PBRNow.com
Round 2 win tees off Briscoe’s quest for 2010 title
DULUTH, Ga. (November 22, 2009) - The definition of insanity is doing the same thing over and over and expecting different results.
Five times now, Travis Briscoe has attended the World Champions banquet at the conclusion of the PBR World Finals, and every year it’s been the same thing. He’s sat there and listened to someone else talk about what it feels like to win a world title.
“I’m proud of the guys who won it before,” he said Saturday night after winning Round 2 of the Challenger Tour Finals, which is also the first event of the 2010 Built Ford Tough Series. “But it’s my time now, so I’m going to go for it.
“Before I wouldn’t speak ahead, but I feel really confident as long as I can stay healthy, and if I can keep drawing like I have drawn, I think I actually have a shot at it.”
Briscoe took home $20,000 for the round win. His 88.25 points on The Juice combined with his 85.25-point effort from Friday night to give the New Mexico native the lead in the average after two rounds. Two more rounds are slated for Sunday afternoon at The Arena at the Gwinnett Center in Duluth, Ga.
The 22-year-old is focused on this event, which pays $200,000 to the winner, but his season-long goal is keeping his priorities in order.
He’s experienced enough to realize it’s a seven-day-a-week commitment for the entire year to be the one at the end wearing the gold buckle.
“I just found that inner kid that just wants to focus every day,” Briscoe said. “I just feel it every day, just wanting it, craving it. And I’ve been working out, doing my thing and that’s what it takes. You have to be mentally and physically fit to do it.
“I think things are going to be that way because now I have a demand on my shoulder that says, ‘You’re going to do this.’”
This weekend, Briscoe is one of nine or 56 riders to earn two qualified rides in two rounds, and leads Guilherme Marchi by a half point in the average.
Along with those nine riders – Dustin Elliott, Robson Palermo, Jordan Hupp, Renato Nunes, Edimundo Gomes, Valdiron de Oliveria and Ryan McConnel – another 21 have at least one score in the first two rounds as all 30 advance to Round 3, which will cut back to the traditional 40 bull riders in the draw.
Since there were only 30 different riders to score, another 10 riders made it back to the final long round through a random computer draw, in spite of not making the whistle in either of the first two rounds.

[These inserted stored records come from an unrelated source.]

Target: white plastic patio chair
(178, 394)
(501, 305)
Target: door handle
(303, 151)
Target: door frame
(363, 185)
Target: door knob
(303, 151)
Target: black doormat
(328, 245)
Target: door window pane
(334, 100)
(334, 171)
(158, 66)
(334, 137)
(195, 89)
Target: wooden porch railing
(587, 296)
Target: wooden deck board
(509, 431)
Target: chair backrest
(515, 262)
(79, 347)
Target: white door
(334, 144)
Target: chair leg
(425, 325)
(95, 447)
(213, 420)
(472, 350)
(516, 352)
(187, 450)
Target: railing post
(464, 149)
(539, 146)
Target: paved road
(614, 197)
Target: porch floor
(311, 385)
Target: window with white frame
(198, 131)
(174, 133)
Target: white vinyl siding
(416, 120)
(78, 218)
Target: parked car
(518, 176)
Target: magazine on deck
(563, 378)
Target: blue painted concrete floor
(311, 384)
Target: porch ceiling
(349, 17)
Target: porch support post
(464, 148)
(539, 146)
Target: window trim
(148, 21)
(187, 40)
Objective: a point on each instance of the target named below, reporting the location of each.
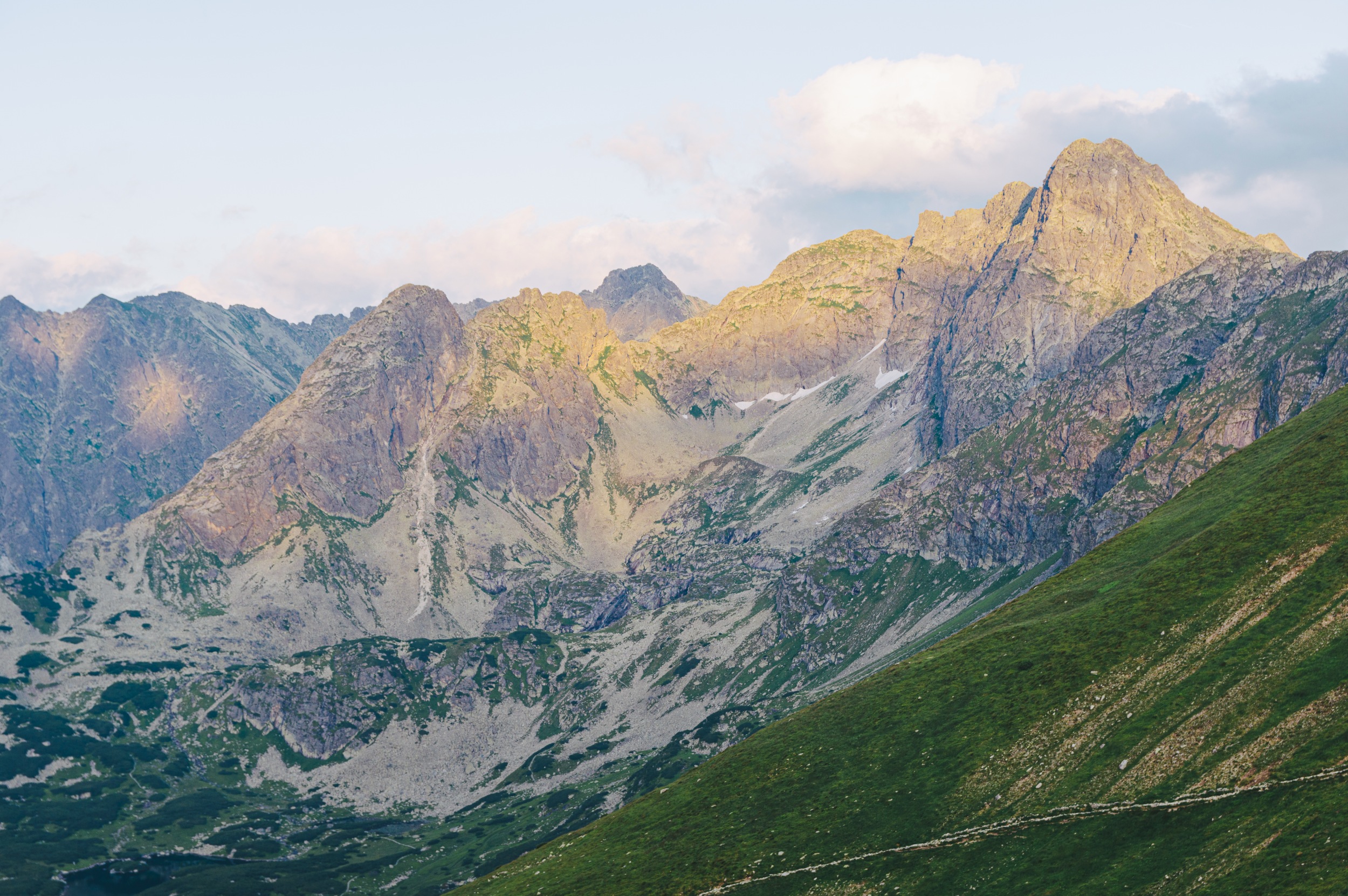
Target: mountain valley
(508, 568)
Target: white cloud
(896, 126)
(65, 281)
(681, 149)
(864, 144)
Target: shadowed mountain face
(642, 301)
(526, 527)
(1165, 717)
(108, 409)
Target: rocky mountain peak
(1274, 243)
(1115, 227)
(642, 301)
(971, 238)
(338, 441)
(109, 408)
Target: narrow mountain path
(1055, 816)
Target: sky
(309, 158)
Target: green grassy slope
(1199, 659)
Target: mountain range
(519, 563)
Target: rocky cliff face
(979, 306)
(642, 301)
(338, 444)
(823, 473)
(467, 311)
(111, 408)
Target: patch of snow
(802, 391)
(883, 379)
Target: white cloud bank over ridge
(875, 134)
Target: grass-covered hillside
(1169, 714)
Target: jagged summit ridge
(115, 405)
(642, 301)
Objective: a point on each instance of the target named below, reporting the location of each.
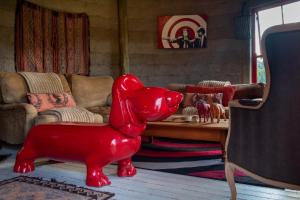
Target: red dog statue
(98, 145)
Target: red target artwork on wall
(182, 31)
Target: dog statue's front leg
(25, 160)
(126, 168)
(95, 176)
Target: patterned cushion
(43, 101)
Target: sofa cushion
(64, 83)
(102, 110)
(14, 87)
(91, 91)
(43, 101)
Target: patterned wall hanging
(51, 41)
(182, 31)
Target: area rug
(193, 158)
(26, 188)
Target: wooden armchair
(264, 135)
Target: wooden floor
(152, 185)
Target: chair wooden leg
(229, 172)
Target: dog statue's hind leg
(25, 160)
(95, 176)
(126, 168)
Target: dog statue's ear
(121, 116)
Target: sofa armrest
(15, 121)
(246, 103)
(28, 108)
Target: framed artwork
(182, 31)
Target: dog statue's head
(133, 104)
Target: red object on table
(97, 145)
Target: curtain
(51, 41)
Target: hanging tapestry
(51, 41)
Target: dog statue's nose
(173, 98)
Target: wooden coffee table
(215, 132)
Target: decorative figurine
(97, 145)
(216, 110)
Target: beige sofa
(17, 116)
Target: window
(264, 18)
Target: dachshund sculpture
(97, 145)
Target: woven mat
(26, 188)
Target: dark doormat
(26, 188)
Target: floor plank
(151, 185)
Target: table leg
(222, 142)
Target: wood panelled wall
(226, 58)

Mike Lee still leads the overall Challenger Tour standings with $206,711.11.
J.B. Mauney, who finished Round 2 ninth in the average with an 86.5-point effort, is second in the Challenger standings, followed by Austin Meier, Kody Lostroh (who is not competing this weekend after undergoing surgery on his left riding elbow) and L.J. Jenkins, who under the weather.
However, with the event winner earning another $200,000, all 40 cowboys competing Sunday afternoon still have an opportunity to be crowned this year’s Challenger Champion.
That average payout gives both Briscoe and Round 1 winner Ross Coleman an opportunity to win the lower-level title as well, even though they’re both respectively ranked 64th and 62nd in the Challenger standings.
But for most of the professional bull riders it’s about getting their seasons off to a good start, especially after seeing the 2009 campaign come down to the last day of the Finals before Kody Lostroh beat out J.B. Mauney for the title by only 594 points.
Briscoe saw that play out too, and yes, he listened to Lostroh’s speech as well.
Nevertheless, he’s better for having listened, and now he’s taking a mature approach of a veteran when it comes to the 2010 season.
“That’s it,” agreed Briscoe, who wants to be the best, “it took maturity.
“I heard a quote today that said, ‘Don’t quit before the miracle happens.’ So I’m going to just keep going and have the year I’ve been trying to have.”